Bice issued his statement after meeting with Hoover Superintendent Andy Craig and School Board President Paulette Pearson April 23 about Hoover’s proposal to charge students a fee to ride the bus to and from school beginning in the 2014-2015 school year.
Bice sought to clarify a previous statement he made April 18 about how the proposal appears to violate state law. At that time, Bice cited Section 16-11-26 of the Alabama Code, which says, “No fees of any kind shall be collected from children attending any of the first six grades of the city schools during the school term supported by public taxation.”
Hoover school board attorney Donald Sweeney issued a statement in response to Bice’s initial remarks April 21, saying “city boards of education have no statutory obligation to provide student transportation.” Sweeney said school transportation is not an “essential service” as previously referenced by Bice.
“For city school districts, the Alabama Legislature has given city school systems the option to provide or not to provide transportation,” Sweeney said.
Bice said April 23 that he had a “very positive and productive meeting” with Craig and Pearson, and considers Hoover City Schools “a great system that regretfully has found itself facing a challenging financial dilemma.”
“We have confirmed that its financial challenges are not due to financial mismanagement, but rather an annual increase in the total student population paired with a decreasing state budget allocation in vital areas of operations (in this case, transportation and current units) along with decreasing sources of local revenue,” Bice said.
Bice said Craig and Hoover school board are considering viable options across multiple areas not limited to transportation to lessen the shortfall.
Bice said his concerns with Hoover’s fee-for-service proposal are twofold due to potential statewide implications. “It implies that funding for transportation is la local responsibility, as opposed to that of the Legislature as part of the State’s Foundation Program and “it could place Hoover City Schools in a position for long-term legal issues that have the potential to be far more costly than the projected savings.”
Bice continued: “This does not mean, however, that a fee for service plan is not an option but one that will need to be vetted fully through all legal avenues.
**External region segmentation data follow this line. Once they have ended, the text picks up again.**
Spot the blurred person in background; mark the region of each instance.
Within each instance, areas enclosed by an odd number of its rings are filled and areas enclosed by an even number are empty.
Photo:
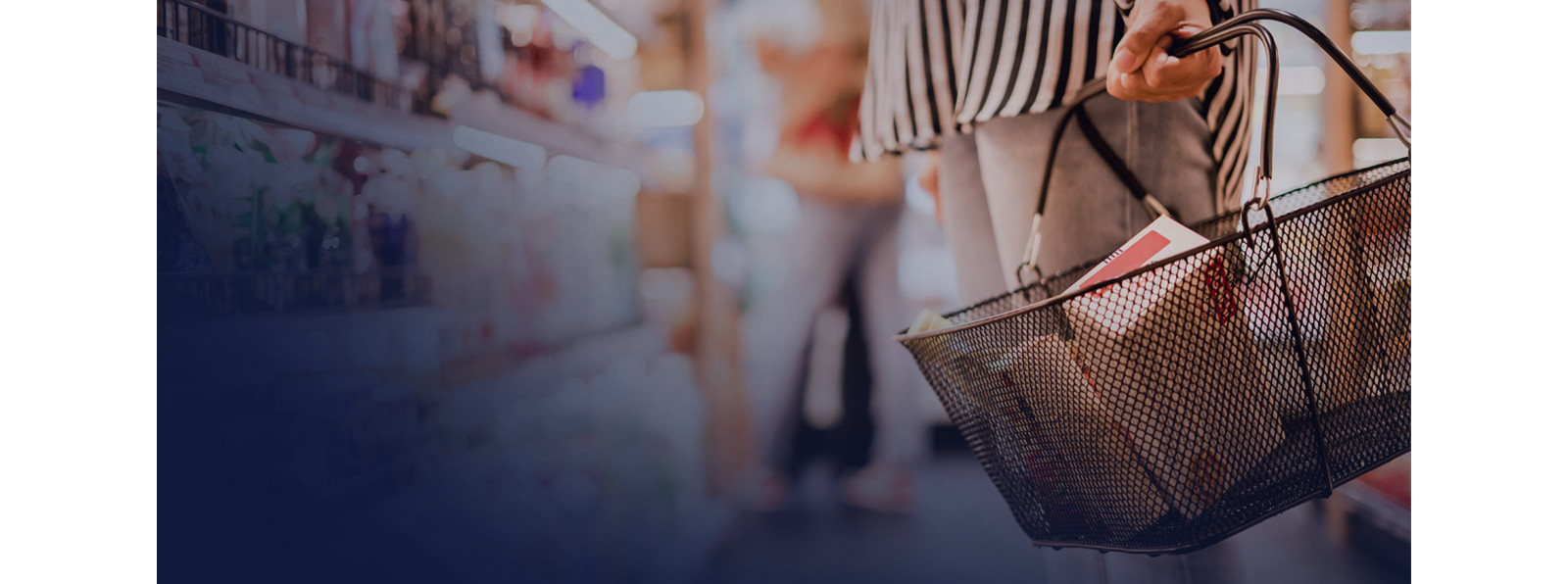
[[[903,173],[897,160],[856,165],[845,155],[866,75],[867,5],[859,0],[754,2],[750,33],[762,69],[781,89],[779,138],[767,174],[800,196],[779,290],[743,322],[743,358],[759,460],[734,495],[753,510],[787,501],[782,474],[815,317],[853,276],[862,327],[895,331],[913,319],[898,290]],[[870,463],[840,487],[845,502],[903,512],[909,466],[924,454],[919,370],[887,334],[867,339],[872,374]]]
[[[1021,286],[1016,267],[1054,124],[1087,82],[1093,124],[1189,224],[1240,206],[1253,47],[1173,58],[1171,41],[1254,0],[877,0],[851,157],[939,149],[922,170],[947,231],[964,303]],[[1098,261],[1149,223],[1110,166],[1068,129],[1040,226],[1038,270]],[[892,331],[894,328],[887,328]],[[1243,535],[1245,537],[1245,535]],[[1047,551],[1047,579],[1237,581],[1234,540],[1184,556]]]

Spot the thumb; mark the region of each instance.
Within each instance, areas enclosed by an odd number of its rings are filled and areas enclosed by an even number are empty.
[[[1181,24],[1181,11],[1176,8],[1167,3],[1146,6],[1148,9],[1140,9],[1132,17],[1127,33],[1121,38],[1121,46],[1116,47],[1116,55],[1110,60],[1110,68],[1116,72],[1138,71],[1149,58],[1149,52],[1154,50],[1154,44]]]

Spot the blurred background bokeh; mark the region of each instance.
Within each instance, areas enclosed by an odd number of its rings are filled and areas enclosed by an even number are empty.
[[[958,306],[920,154],[850,188],[845,157],[808,152],[847,140],[829,85],[864,58],[853,0],[143,2],[165,575],[1041,581],[1051,551],[917,375],[913,501],[839,490],[875,458],[897,331],[867,314]],[[1262,5],[1410,115],[1410,2]],[[1316,47],[1278,41],[1276,192],[1403,154]],[[894,209],[889,286],[792,272],[833,184]],[[803,278],[834,294],[792,317],[792,488],[760,513],[731,488],[760,457],[743,339]],[[1245,554],[1256,582],[1408,581],[1410,457]]]

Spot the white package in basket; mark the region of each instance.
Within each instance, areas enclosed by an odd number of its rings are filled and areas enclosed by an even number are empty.
[[[1204,242],[1162,217],[1069,292]],[[1284,438],[1232,286],[1223,250],[1209,250],[1063,306],[1112,418],[1189,518]]]

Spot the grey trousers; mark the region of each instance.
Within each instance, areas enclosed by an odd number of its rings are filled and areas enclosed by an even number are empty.
[[[914,463],[925,454],[920,370],[892,339],[914,320],[898,290],[898,223],[903,199],[884,204],[831,203],[801,196],[790,234],[786,284],[746,312],[743,358],[757,446],[775,468],[784,458],[795,418],[806,347],[817,312],[858,276],[862,330],[872,370],[872,463]]]
[[[1160,203],[1189,221],[1218,212],[1217,165],[1196,100],[1143,104],[1099,96],[1085,105],[1094,127]],[[1025,254],[1047,141],[1060,116],[1058,108],[997,118],[975,126],[974,135],[944,140],[938,173],[942,224],[966,305],[1018,287],[1014,268]],[[1109,256],[1149,223],[1148,212],[1127,195],[1076,124],[1063,135],[1047,193],[1038,256],[1046,276]],[[1047,582],[1242,579],[1234,538],[1184,556],[1101,554],[1073,548],[1043,553]]]

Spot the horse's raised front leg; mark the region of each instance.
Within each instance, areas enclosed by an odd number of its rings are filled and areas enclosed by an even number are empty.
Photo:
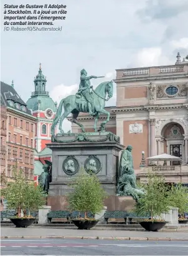
[[[105,132],[105,126],[106,126],[105,125],[106,125],[106,124],[108,122],[109,122],[109,120],[110,120],[110,112],[108,112],[108,111],[105,111],[105,109],[100,109],[100,110],[99,110],[99,112],[100,112],[100,113],[106,114],[106,115],[107,116],[106,120],[105,121],[102,122],[101,123],[101,125],[100,125],[100,130],[101,130],[101,132]]]
[[[97,121],[99,119],[99,116],[100,116],[100,113],[98,112],[96,113],[96,117],[95,117],[95,119],[94,130],[95,130],[95,132],[97,132],[96,123],[97,123]]]
[[[63,122],[63,121],[65,119],[65,118],[66,118],[66,117],[69,115],[69,114],[70,114],[70,112],[71,112],[71,111],[65,112],[62,114],[62,116],[60,117],[60,118],[59,129],[60,132],[61,134],[63,134],[63,133],[64,133],[63,130],[62,130],[62,122]]]
[[[73,122],[77,124],[78,126],[79,126],[81,127],[82,132],[85,132],[85,129],[84,129],[84,127],[83,126],[83,125],[80,124],[80,122],[77,122],[77,118],[78,117],[78,114],[79,114],[78,111],[74,111],[73,113],[72,113],[72,122]]]

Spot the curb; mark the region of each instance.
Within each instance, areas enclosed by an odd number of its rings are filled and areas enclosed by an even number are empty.
[[[188,241],[187,239],[174,239],[171,237],[71,237],[71,236],[1,236],[1,239],[98,239],[98,240],[139,240],[139,241]]]

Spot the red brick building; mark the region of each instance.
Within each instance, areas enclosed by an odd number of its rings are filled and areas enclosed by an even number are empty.
[[[1,82],[1,97],[7,113],[6,175],[11,178],[16,167],[22,169],[27,179],[34,180],[36,118],[14,89],[13,81],[11,86]]]
[[[1,188],[4,185],[4,179],[7,168],[7,113],[6,104],[1,96]]]

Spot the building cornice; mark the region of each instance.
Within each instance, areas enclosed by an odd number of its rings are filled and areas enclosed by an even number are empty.
[[[165,79],[173,79],[173,78],[185,78],[187,77],[188,78],[188,74],[176,74],[176,75],[171,75],[170,74],[168,74],[167,76],[164,76],[162,75],[157,75],[157,76],[147,76],[145,77],[141,77],[141,76],[123,76],[121,77],[120,78],[116,77],[116,79],[114,80],[114,82],[116,82],[116,84],[124,82],[133,82],[133,81],[151,81],[152,80],[165,80]]]
[[[24,117],[27,117],[29,119],[32,121],[36,121],[37,120],[37,117],[34,117],[32,115],[29,115],[27,113],[23,113],[22,112],[18,111],[17,109],[12,109],[11,107],[7,107],[7,111],[14,113],[14,114],[16,114],[17,115],[19,115],[19,116],[21,116]]]
[[[72,120],[72,117],[67,117],[67,119],[68,120],[68,121],[71,121]],[[91,116],[81,116],[78,117],[77,118],[77,120],[80,120],[80,121],[84,121],[84,120],[95,120],[95,117],[92,117]],[[103,120],[103,119],[106,119],[106,116],[100,116],[98,119],[98,120]],[[110,116],[110,119],[114,119],[116,120],[116,117],[115,116]]]
[[[138,107],[121,107],[116,108],[115,109],[111,109],[113,112],[133,112],[133,111],[156,111],[156,110],[163,110],[163,109],[188,109],[188,104],[169,104],[169,105],[146,105]]]

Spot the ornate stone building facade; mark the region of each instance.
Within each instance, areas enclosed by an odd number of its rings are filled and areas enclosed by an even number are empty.
[[[173,168],[176,177],[182,172],[188,184],[188,61],[181,61],[179,54],[177,58],[174,65],[116,70],[116,106],[108,108],[107,130],[116,130],[122,144],[133,145],[136,174],[141,170],[142,151],[146,159],[167,153],[182,159],[184,167],[173,162]],[[93,131],[92,118],[80,115],[78,119]],[[79,131],[75,125],[72,130]]]
[[[4,185],[4,177],[7,168],[7,112],[3,99],[1,97],[1,188]]]
[[[187,73],[179,54],[175,65],[116,70],[117,135],[133,145],[136,170],[143,150],[146,158],[167,153],[187,163]]]

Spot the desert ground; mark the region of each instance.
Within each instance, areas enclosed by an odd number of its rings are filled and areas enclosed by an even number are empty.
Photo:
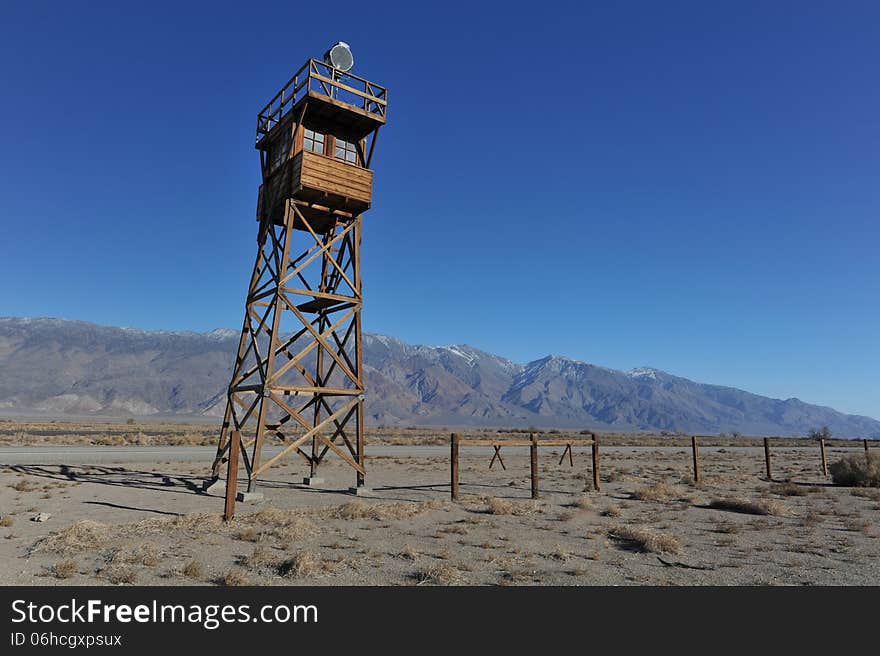
[[[695,485],[686,436],[602,436],[601,491],[586,450],[571,467],[542,448],[537,500],[526,449],[490,470],[491,450],[463,447],[453,502],[448,433],[377,429],[370,496],[346,493],[339,459],[317,488],[288,459],[224,523],[199,492],[215,434],[0,422],[0,584],[880,584],[880,490],[834,485],[805,440],[774,441],[768,481],[758,442],[703,439]],[[102,448],[120,445],[135,446]],[[846,455],[864,458],[861,442],[829,446],[829,462]]]

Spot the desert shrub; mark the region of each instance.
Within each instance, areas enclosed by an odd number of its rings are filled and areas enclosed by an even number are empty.
[[[632,493],[633,499],[639,501],[669,501],[679,496],[678,490],[663,481],[650,487],[640,487]]]
[[[639,551],[672,554],[681,552],[681,542],[678,541],[678,538],[649,528],[615,526],[608,531],[608,535]]]
[[[835,485],[880,487],[880,456],[871,453],[845,456],[828,465]]]
[[[200,579],[204,574],[204,568],[199,561],[191,560],[184,565],[182,574],[188,579]]]
[[[113,585],[131,585],[137,582],[137,572],[125,565],[111,565],[104,571],[104,576]]]
[[[414,578],[419,585],[452,585],[459,580],[460,572],[455,567],[441,563],[431,565],[425,569],[414,572]]]

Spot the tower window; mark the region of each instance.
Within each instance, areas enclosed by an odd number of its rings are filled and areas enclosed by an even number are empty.
[[[342,160],[343,162],[357,164],[357,146],[355,146],[355,144],[351,143],[350,141],[343,141],[342,139],[337,137],[336,148],[334,149],[333,156],[338,160]]]
[[[303,134],[303,149],[324,154],[324,135],[306,128]]]

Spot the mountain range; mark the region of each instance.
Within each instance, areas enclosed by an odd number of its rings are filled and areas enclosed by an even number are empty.
[[[0,317],[0,413],[214,417],[238,331],[145,331]],[[560,356],[520,364],[469,346],[364,336],[373,425],[443,425],[701,434],[803,435],[828,426],[880,436],[880,421],[642,367],[623,372]]]

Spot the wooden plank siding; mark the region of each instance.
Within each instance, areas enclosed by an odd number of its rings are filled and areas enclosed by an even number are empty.
[[[335,194],[370,206],[373,198],[372,171],[309,151],[297,153],[293,162],[294,169],[299,169],[298,182],[304,189]],[[296,181],[295,178],[294,184]]]
[[[260,188],[257,219],[268,214],[273,223],[283,224],[289,198],[360,214],[372,202],[373,172],[328,155],[299,150]]]

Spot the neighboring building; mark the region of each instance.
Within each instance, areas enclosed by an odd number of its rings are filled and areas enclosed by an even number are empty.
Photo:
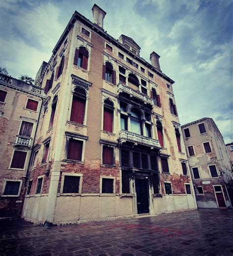
[[[231,166],[215,123],[211,118],[203,118],[181,128],[198,206],[231,207]]]
[[[0,74],[0,217],[20,213],[43,91]]]
[[[58,224],[197,208],[173,91],[130,37],[77,11],[37,84],[44,89],[22,216]]]

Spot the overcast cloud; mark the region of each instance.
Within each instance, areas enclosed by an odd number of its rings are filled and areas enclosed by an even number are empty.
[[[34,78],[75,10],[92,21],[94,2],[107,12],[110,34],[132,37],[148,62],[153,51],[161,56],[181,124],[212,118],[232,141],[232,0],[1,0],[0,66]]]

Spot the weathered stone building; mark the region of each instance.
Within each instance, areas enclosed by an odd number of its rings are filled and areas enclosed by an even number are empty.
[[[62,224],[197,208],[173,90],[140,46],[75,11],[37,75],[44,89],[22,216]]]
[[[206,118],[181,128],[198,207],[232,207],[231,166],[215,123]]]
[[[0,217],[20,214],[43,91],[0,74]]]

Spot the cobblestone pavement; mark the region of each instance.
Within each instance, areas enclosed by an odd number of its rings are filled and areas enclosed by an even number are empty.
[[[0,256],[233,255],[233,211],[200,209],[46,228],[0,221]]]

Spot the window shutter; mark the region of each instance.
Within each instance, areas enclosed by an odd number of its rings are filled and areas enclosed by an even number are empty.
[[[74,64],[77,65],[78,64],[78,59],[79,58],[79,51],[77,48],[75,49],[75,53],[74,54]]]
[[[105,80],[105,74],[106,73],[106,66],[103,65],[103,71],[102,73],[102,78]]]

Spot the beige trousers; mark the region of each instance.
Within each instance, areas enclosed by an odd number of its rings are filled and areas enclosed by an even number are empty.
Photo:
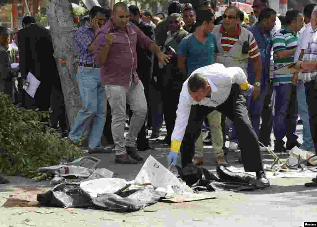
[[[207,115],[208,121],[211,130],[212,150],[215,156],[217,158],[223,156],[222,146],[223,139],[221,130],[221,113],[214,110]],[[204,152],[204,144],[202,133],[201,133],[195,143],[194,157],[202,158]]]

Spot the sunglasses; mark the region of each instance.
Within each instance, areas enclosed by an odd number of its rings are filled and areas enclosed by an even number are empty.
[[[223,14],[222,15],[222,18],[224,19],[225,19],[227,17],[229,20],[232,20],[232,19],[236,19],[238,18],[237,16],[231,16],[231,15],[228,15],[226,14]]]

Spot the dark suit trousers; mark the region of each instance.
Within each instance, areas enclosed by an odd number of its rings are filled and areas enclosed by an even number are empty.
[[[268,93],[264,99],[263,109],[261,114],[262,123],[259,134],[260,142],[266,146],[271,145],[271,134],[273,129],[273,105],[272,95],[273,85],[268,85]]]
[[[203,122],[208,114],[215,110],[225,114],[232,120],[238,132],[238,139],[245,172],[262,170],[257,136],[252,128],[245,98],[236,84],[232,86],[230,95],[225,101],[216,108],[199,105],[192,106],[180,148],[183,168],[192,163],[195,142],[200,134]]]
[[[61,87],[52,88],[51,105],[52,111],[50,113],[49,118],[52,127],[57,129],[59,122],[62,131],[66,132],[68,129],[67,114]]]
[[[168,141],[171,140],[175,126],[176,111],[181,90],[180,89],[170,86],[165,88],[161,91],[163,113],[167,132],[165,138]]]

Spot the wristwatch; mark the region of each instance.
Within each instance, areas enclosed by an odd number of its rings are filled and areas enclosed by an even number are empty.
[[[254,83],[254,84],[255,84],[255,85],[256,86],[256,87],[259,87],[261,86],[261,83],[259,82],[256,82]]]

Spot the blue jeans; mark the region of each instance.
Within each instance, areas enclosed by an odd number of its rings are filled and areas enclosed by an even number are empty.
[[[306,91],[302,80],[298,80],[297,82],[297,95],[298,114],[303,121],[302,147],[305,150],[311,150],[314,146],[310,131],[308,107],[306,101]]]
[[[99,145],[106,111],[105,90],[101,86],[99,69],[79,66],[76,78],[83,108],[77,114],[69,138],[74,140],[82,138],[85,130],[89,128],[89,146],[93,149]]]
[[[273,131],[275,143],[282,143],[286,136],[287,144],[296,142],[297,120],[297,88],[291,83],[281,83],[274,86],[275,103]]]
[[[261,113],[263,109],[264,100],[268,93],[267,86],[261,87],[261,90],[260,95],[255,100],[253,100],[252,95],[246,97],[247,107],[252,127],[258,136]],[[238,133],[234,127],[232,128],[232,137],[231,141],[238,143]]]

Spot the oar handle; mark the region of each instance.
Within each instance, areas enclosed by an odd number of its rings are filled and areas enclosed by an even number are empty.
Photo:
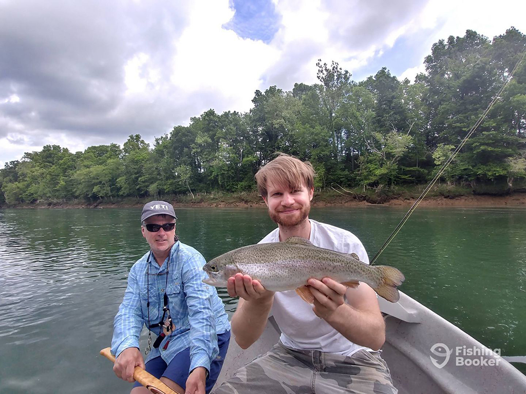
[[[100,354],[113,362],[115,356],[112,354],[110,348],[107,347],[100,350]],[[140,367],[136,367],[133,377],[139,383],[154,394],[181,394],[171,389],[152,375],[148,374]]]

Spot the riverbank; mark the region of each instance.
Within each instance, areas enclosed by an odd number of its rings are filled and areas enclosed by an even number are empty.
[[[391,192],[390,195],[381,193],[366,194],[351,191],[334,190],[316,192],[312,199],[313,206],[356,206],[383,205],[390,206],[410,206],[420,195],[421,190],[413,188],[408,191]],[[179,208],[252,208],[265,207],[265,203],[256,192],[239,193],[215,192],[191,195],[164,196],[159,198]],[[81,201],[68,202],[41,201],[25,204],[14,208],[63,208],[108,209],[141,208],[151,199],[123,199],[100,200],[89,202]],[[458,189],[433,190],[421,202],[421,206],[526,206],[526,193],[514,193],[505,195],[477,195],[463,193]]]

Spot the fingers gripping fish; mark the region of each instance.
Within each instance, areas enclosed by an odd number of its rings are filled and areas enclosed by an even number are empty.
[[[250,275],[267,290],[282,292],[295,289],[307,302],[313,302],[307,281],[328,277],[349,287],[362,282],[391,302],[400,298],[397,286],[405,279],[398,269],[387,265],[370,266],[355,253],[348,254],[318,247],[300,237],[285,242],[244,246],[216,257],[203,270],[209,278],[203,282],[226,287],[228,278],[237,273]]]

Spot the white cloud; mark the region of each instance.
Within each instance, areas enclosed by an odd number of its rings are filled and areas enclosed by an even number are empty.
[[[192,94],[216,99],[204,99],[201,111],[248,110],[254,91],[261,87],[264,71],[279,54],[261,41],[224,29],[234,16],[227,2],[207,2],[205,13],[203,8],[201,2],[194,3],[190,23],[174,40],[170,82],[182,97]]]
[[[222,27],[228,0],[153,1],[0,5],[0,44],[12,48],[0,65],[0,162],[47,143],[75,151],[138,132],[151,142],[209,108],[248,110],[257,89],[316,83],[318,58],[351,72],[387,58],[402,37],[419,42],[422,59],[467,29],[526,33],[524,2],[273,0],[281,25],[266,44]],[[400,78],[421,71],[421,60]]]
[[[398,77],[398,79],[400,81],[403,81],[407,78],[412,83],[414,82],[414,77],[417,76],[417,74],[423,72],[425,71],[426,67],[424,66],[423,63],[422,63],[420,66],[408,68],[400,74],[400,76]]]

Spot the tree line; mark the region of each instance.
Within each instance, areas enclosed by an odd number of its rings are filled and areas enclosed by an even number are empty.
[[[73,153],[57,145],[0,170],[0,203],[94,201],[253,190],[276,152],[310,161],[316,186],[377,191],[432,178],[524,53],[514,28],[489,40],[472,30],[433,45],[414,83],[382,68],[356,82],[332,61],[318,83],[256,90],[247,112],[213,109],[155,139]],[[526,188],[526,59],[441,182],[473,189]],[[481,189],[482,190],[482,189]]]

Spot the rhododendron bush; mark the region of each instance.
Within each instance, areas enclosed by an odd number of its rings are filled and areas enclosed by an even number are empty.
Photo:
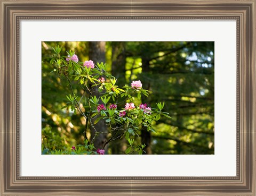
[[[79,113],[86,122],[85,125],[81,125],[84,126],[84,131],[81,133],[84,143],[70,147],[65,154],[104,155],[108,144],[124,139],[127,148],[124,154],[142,154],[146,145],[134,142],[134,139],[140,137],[142,127],[146,127],[143,131],[155,132],[153,123],[161,116],[170,118],[169,113],[162,110],[164,103],[156,103],[155,108],[146,103],[134,103],[135,98],[141,100],[142,96],[149,96],[150,92],[143,88],[139,79],[118,86],[117,79],[106,71],[107,65],[104,62],[96,62],[94,59],[80,62],[74,51],[65,54],[60,54],[61,51],[61,47],[58,46],[53,48],[50,63],[52,73],[58,74],[69,86],[67,104],[63,108]],[[73,90],[74,83],[79,84],[83,92],[82,96]],[[107,126],[104,132],[98,131],[94,126],[100,121]],[[92,138],[90,130],[95,132]],[[96,149],[94,141],[100,134],[107,137],[101,148]],[[52,154],[61,154],[62,149],[58,150]]]

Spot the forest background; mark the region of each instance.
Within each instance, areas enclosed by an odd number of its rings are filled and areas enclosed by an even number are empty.
[[[151,93],[140,101],[150,107],[165,102],[164,112],[172,119],[161,117],[154,125],[156,133],[141,131],[137,139],[146,144],[147,154],[214,154],[214,42],[43,41],[42,143],[50,151],[83,144],[85,124],[78,113],[62,109],[69,89],[51,72],[52,48],[57,45],[65,55],[75,51],[79,61],[106,63],[120,87],[140,80]],[[74,89],[80,90],[75,85]],[[108,129],[103,123],[95,125],[98,131]],[[93,135],[91,130],[89,136]],[[101,148],[102,140],[95,141],[95,147]],[[117,140],[108,145],[106,154],[122,154],[126,144]]]

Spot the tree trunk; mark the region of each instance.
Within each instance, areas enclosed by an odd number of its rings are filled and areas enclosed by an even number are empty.
[[[89,42],[89,58],[93,61],[94,64],[97,62],[100,63],[101,62],[105,62],[106,57],[106,50],[105,50],[106,42],[105,41],[90,41]],[[92,95],[97,97],[99,97],[99,93],[98,92],[98,89],[94,89],[94,91],[96,91]],[[102,103],[101,103],[102,104]],[[94,121],[92,121],[92,123],[94,123]],[[100,121],[97,124],[94,125],[97,131],[106,132],[108,131],[108,127],[105,125],[104,122],[102,120]],[[91,139],[92,139],[95,136],[95,131],[92,129],[91,130]],[[100,134],[95,139],[94,141],[94,147],[98,149],[103,148],[103,145],[105,141],[106,140],[106,134]],[[105,147],[105,151],[107,152],[106,148]]]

We have committed to work collaboratively with Mr. Craig and the Hoover City Board of Education in assessing multiple, viable solutions to its financial challenge, and our working relationship is solid.”
Bice also said he is concerned with reports that the community has been divided due to the school system’s financial struggles. He urges “all interested parties to come together with Mr. Craig and the Board in the development of sound and long-term solutions to the challenge, realizing that sacrifices will be required to ensure the financial stability of the system.”
“Finally, it has taken years to get to this point of financial challenge. The current situation will not be resolved in the immediate future, or with adjustments to just one funding area. It is at these times of challenge that great communities rally, not divide, and I have full confidence that will be the case in Hoover.”